The virus clearance time of antibody-negative patients was significantly shorter than that of antibody-positive groups. The shedding time of viruses in other related studies varied greatly from 11 to 20 days[12, 13]. After eliminating the confounding factors such as age and coexisting illness, the hospitalization time of the antibody-negative group was significantly shorter than that of the antibody-positive group, which confirmed that the rapid clearance of the virus was related to the short hospitalization time. 3/94(3.2%) deaths were all critically ill patients, and the mortality rate was lower than the current results of related studies[5, 14]. the activation of innate immune response is necessary to eliminate the invading virus effectively, but its abnormal activation and excessive production of pro-inflammatory cytokines may cause damage to the host tissue.Galloway, J. B., et al. scored COVID-19 patients on 12 items, and the higher the score, the greater the risk of CCU or death, including neutrophil count>8.0 x10 9 /L, CRP>40 mg/L. Another study listed leukocyte > 10x109/L and neutrophil > 7.5x109/L as risk factors for adverse outcomes[15]. In another paper[16], it was found that SARS-CoV-2 infected human macrophages could induce the release of intracellular ISG15 to extracellular through papain-like protease PLpro encoded by SARS-CoV-2, and extracellular free ISG15 continued to amplify the expression of a variety of pro-inflammatory cytokines and chemokines in a manner similar to cytokines, which is one of the possible causes of excessive inflammatory response in patients with COVID-19.Whether these studies suggest that excessive inflammation is related to the death of critically ill patients is worthy of further study.

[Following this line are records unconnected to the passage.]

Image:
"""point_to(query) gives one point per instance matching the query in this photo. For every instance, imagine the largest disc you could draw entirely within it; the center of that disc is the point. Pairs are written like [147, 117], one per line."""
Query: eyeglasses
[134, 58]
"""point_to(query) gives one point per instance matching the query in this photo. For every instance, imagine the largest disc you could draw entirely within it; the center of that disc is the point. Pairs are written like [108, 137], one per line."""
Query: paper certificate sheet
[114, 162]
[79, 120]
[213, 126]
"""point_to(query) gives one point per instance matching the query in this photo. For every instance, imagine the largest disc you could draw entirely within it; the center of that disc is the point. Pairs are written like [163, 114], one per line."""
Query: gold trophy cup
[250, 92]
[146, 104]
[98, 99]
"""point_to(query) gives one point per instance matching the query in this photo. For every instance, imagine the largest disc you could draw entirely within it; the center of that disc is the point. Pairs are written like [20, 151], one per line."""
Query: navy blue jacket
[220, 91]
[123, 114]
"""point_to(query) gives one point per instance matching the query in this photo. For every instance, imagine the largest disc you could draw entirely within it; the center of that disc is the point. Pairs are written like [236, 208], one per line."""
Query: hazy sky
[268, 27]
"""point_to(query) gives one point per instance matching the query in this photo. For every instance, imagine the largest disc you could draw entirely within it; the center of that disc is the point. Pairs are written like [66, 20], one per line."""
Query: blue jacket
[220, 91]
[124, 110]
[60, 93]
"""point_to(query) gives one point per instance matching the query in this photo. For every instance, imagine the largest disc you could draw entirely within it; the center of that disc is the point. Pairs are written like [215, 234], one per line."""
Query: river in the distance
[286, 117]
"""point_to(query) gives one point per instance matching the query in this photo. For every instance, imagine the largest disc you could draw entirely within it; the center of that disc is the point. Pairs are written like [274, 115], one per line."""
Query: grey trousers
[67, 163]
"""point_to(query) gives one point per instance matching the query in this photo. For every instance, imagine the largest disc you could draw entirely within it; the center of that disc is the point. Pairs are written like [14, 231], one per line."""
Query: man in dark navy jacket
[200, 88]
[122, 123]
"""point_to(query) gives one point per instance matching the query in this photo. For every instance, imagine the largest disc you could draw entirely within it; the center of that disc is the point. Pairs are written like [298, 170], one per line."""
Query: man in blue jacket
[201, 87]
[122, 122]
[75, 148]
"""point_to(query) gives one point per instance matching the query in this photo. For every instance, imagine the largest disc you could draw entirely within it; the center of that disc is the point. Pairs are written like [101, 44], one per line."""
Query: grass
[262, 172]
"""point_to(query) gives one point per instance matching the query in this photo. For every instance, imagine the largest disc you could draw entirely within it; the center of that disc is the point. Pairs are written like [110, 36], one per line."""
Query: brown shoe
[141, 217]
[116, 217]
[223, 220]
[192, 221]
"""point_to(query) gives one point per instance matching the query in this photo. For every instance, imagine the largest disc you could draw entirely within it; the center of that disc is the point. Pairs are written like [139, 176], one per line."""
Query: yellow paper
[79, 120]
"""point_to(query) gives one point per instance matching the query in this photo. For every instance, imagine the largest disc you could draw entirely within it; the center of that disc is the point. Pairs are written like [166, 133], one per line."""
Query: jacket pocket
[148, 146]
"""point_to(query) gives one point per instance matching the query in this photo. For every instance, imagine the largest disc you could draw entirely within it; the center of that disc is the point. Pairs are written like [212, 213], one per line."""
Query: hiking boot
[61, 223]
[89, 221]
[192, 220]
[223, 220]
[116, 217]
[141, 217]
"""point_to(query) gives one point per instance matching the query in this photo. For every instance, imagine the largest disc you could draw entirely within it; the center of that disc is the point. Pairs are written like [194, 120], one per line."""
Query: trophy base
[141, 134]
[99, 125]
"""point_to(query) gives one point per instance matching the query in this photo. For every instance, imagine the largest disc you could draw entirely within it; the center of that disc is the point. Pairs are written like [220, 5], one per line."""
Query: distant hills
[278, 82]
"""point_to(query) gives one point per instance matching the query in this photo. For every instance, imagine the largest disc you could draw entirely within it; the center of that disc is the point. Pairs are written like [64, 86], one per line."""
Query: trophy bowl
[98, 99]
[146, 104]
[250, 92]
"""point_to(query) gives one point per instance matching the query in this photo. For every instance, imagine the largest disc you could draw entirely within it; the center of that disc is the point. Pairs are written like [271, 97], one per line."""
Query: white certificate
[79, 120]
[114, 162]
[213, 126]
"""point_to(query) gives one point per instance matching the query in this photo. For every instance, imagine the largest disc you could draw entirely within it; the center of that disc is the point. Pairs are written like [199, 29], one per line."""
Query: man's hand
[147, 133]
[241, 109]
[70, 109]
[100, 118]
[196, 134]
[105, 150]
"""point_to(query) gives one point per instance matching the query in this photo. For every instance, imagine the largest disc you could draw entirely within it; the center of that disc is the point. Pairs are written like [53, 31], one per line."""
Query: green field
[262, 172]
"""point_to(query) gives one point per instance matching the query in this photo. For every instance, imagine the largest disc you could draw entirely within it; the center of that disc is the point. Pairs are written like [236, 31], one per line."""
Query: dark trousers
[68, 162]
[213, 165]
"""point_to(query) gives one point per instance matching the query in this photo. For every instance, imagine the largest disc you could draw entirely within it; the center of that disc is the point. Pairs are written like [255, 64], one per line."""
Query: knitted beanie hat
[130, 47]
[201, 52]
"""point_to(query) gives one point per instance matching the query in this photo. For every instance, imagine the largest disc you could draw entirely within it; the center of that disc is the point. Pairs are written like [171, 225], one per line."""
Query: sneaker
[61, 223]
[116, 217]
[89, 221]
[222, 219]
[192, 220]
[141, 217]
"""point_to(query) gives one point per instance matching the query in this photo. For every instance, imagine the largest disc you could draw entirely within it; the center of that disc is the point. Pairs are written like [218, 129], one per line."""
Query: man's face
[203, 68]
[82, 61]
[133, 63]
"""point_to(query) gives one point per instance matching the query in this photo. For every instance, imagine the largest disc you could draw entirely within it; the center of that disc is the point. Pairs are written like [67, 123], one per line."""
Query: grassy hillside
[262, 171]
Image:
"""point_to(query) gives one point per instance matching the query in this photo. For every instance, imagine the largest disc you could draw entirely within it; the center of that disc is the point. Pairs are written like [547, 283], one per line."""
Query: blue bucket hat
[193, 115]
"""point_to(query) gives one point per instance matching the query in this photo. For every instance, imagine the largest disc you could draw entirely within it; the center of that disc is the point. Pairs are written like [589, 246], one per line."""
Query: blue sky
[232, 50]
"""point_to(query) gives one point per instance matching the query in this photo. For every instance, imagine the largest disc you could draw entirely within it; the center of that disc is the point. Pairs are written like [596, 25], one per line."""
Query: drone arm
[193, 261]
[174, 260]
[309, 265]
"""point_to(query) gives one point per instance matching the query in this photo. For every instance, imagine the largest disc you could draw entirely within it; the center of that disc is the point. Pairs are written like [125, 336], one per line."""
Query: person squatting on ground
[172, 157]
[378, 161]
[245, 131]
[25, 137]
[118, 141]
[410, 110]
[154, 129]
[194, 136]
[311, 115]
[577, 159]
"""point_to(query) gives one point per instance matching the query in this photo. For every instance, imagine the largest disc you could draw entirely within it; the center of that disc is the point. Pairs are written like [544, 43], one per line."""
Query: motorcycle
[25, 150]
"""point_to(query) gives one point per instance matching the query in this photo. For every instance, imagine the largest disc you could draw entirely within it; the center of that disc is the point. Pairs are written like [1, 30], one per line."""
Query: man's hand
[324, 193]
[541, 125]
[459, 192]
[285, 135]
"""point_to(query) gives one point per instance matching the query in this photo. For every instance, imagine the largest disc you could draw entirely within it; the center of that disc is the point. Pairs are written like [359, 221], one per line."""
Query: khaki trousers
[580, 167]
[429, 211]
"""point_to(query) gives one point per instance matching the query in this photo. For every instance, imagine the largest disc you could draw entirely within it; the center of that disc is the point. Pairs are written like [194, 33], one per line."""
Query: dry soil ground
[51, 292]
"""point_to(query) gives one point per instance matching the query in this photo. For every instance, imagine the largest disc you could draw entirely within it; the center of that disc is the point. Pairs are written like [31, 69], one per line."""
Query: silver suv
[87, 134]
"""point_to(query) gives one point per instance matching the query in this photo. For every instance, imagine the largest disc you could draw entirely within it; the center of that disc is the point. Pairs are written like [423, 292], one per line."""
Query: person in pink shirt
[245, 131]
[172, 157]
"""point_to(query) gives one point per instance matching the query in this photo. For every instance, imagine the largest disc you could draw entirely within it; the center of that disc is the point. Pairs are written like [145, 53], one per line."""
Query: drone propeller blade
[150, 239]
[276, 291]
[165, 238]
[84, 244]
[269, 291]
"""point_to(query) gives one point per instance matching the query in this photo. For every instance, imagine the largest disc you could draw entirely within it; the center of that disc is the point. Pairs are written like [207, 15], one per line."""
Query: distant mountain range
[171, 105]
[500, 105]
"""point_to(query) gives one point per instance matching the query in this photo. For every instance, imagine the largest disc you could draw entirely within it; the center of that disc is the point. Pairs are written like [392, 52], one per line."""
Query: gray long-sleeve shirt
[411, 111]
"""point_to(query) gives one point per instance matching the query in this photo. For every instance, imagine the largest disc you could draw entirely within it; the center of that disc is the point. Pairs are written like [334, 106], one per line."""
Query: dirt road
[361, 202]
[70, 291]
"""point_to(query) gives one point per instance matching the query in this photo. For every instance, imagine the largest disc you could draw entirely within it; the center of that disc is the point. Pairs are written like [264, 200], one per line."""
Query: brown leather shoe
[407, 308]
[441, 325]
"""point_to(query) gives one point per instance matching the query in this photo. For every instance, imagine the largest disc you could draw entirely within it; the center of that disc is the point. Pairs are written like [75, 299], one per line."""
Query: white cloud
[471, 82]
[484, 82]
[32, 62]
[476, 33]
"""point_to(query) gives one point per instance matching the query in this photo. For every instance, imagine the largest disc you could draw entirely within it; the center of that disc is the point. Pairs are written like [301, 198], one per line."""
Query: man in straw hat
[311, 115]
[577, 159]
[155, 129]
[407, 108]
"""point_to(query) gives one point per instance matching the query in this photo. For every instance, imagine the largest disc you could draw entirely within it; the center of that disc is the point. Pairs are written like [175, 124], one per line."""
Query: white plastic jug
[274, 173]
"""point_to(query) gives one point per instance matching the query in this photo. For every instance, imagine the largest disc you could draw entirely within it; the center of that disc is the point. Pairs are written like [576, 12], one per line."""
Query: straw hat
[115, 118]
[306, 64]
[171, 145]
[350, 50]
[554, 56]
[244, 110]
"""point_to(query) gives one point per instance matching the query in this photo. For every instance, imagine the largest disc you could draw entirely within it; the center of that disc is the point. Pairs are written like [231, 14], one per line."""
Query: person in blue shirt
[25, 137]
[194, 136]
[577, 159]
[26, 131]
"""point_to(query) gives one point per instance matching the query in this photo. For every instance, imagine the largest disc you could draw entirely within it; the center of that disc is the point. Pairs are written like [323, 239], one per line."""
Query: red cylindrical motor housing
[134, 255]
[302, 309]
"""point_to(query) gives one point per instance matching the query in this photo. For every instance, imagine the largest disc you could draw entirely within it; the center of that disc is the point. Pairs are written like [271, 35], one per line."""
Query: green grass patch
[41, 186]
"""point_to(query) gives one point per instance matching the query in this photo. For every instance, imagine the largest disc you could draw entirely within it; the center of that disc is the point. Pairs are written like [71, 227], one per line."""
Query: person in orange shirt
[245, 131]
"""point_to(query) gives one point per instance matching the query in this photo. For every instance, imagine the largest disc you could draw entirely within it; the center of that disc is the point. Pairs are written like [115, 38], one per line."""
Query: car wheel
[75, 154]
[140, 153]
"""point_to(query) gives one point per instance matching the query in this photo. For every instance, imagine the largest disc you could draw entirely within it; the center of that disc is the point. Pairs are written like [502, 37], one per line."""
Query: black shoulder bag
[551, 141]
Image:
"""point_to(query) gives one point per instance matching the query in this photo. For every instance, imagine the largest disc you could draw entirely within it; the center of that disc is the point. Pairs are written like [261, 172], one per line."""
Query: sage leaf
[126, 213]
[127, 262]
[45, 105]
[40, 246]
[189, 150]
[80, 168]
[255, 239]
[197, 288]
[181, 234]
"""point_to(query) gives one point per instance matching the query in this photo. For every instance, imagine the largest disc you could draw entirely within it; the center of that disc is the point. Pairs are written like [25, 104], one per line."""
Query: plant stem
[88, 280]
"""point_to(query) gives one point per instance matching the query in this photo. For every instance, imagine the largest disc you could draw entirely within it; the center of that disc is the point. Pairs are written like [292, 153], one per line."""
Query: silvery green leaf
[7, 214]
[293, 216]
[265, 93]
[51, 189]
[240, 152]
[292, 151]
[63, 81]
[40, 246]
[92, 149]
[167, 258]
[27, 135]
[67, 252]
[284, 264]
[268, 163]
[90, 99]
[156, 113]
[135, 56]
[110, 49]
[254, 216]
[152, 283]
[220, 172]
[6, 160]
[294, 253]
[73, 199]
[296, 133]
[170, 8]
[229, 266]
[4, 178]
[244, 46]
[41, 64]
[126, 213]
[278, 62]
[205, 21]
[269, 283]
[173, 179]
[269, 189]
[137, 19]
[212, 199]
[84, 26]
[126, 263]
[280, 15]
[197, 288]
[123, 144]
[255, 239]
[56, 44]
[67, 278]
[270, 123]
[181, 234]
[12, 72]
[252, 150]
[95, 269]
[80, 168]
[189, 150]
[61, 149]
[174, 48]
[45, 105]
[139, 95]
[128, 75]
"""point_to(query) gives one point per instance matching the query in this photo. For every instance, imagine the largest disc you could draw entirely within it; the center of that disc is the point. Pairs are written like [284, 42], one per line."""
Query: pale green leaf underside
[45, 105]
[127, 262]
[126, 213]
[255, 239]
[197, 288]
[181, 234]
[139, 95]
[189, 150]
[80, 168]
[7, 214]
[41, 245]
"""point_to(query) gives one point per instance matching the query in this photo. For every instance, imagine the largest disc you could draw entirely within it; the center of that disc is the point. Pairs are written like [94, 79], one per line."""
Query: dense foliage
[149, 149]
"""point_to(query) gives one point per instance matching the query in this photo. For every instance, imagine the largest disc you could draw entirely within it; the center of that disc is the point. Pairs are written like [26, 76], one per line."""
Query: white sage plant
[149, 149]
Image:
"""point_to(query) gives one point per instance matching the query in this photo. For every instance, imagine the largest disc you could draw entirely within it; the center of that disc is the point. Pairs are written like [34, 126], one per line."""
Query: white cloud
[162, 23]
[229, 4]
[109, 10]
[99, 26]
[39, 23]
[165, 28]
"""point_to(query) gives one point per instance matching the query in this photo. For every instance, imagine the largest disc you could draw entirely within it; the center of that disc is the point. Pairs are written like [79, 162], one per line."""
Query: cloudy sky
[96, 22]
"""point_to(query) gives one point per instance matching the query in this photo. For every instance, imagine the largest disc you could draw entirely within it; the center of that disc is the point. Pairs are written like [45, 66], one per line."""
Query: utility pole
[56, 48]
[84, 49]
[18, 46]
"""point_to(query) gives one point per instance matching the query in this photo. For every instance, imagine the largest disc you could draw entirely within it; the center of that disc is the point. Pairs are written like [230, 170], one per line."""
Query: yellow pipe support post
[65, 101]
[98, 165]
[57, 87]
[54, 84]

Our study has some notable limitations. First, because of the retrospective study, there was a lack of more detailed laboratory testing of immune cell inflammatory factors, such as all kinds of T cell count, tumor necrosis factor, and various types of interleukins and so on, to more accurately judge the degree of the inflammatory response of COVID-19 patients. Second, there was a significant gap between the antibody-negative group and the positive group. Although We used the 1:1 propensity score matching; the bias has inevitably affected our assessment.